Army Gen. James T. Hill, head of the Miami-based U.S. Southern Command, overturned on appeal the nonjudicial conviction and written reprimand handed down March 22 to Capt. James Joseph Yee. The decision marked the apparent end to a high-profile case in which critics accused the military of overzealousness and anti-Muslim fervor in its pursuit of the Bush administration's war on terrorism.
When he was arrested in September, Yee was the Muslim chaplain at the detention center on the U.S. naval base at Guantanamo Bay, Cuba, where more than 600 suspected members of Al Qaeda and the Taliban are being held as alleged enemy combatants.
"While I believe that Chaplain Yee's misconduct was wrong, I do not believe, given the extreme notoriety of his case in the news media, that further stigmatizing Chaplain Yee would serve a just and fair purpose," Hill said. "I believe in justice and I believe in fairness, and given all that has transpired, in all fairness I believe I have given Chaplain Yee justice."
Yee's lawyer, Eugene R. Fidell of Washington, expressed disappointment that Hill had left a cloud over his client and had declined to offer the apology the chaplain had sought.
"He's pronounced him guilty in the very course of finding him not guilty," said Fidell, a military-law expert.
Fidell contended that Army Maj.
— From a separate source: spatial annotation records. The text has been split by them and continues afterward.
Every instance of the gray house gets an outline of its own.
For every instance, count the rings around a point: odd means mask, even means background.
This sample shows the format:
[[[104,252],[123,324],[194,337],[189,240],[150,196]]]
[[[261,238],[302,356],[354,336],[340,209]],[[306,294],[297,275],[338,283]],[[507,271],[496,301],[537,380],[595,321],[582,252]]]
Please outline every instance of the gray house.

Gen. Geoffrey D. Miller, then the commander of Joint Task Force Guantanamo, "erred gravely in putting Chaplain Yee in confinement, but he continued the error for an unconscionable period of time.... It's disturbing and there's a sense in which I'm afraid the Army, or at least this part of the Army, still doesn't get it."
Fidell has compared the case to the prosecution of Wen Ho Lee, who was indicted in 1999 for allegedly mishandling classified information at the Los Alamos National Laboratory.
Fidell said he hoped another commander, perhaps higher up the chain of command, would apologize for what he described as a zealous and unnecessarily embarrassing prosecution. Yee and his wife were compelled to watch in court as a woman, described as Yee's mistress, gave intimate details of her alleged affair with the chaplain.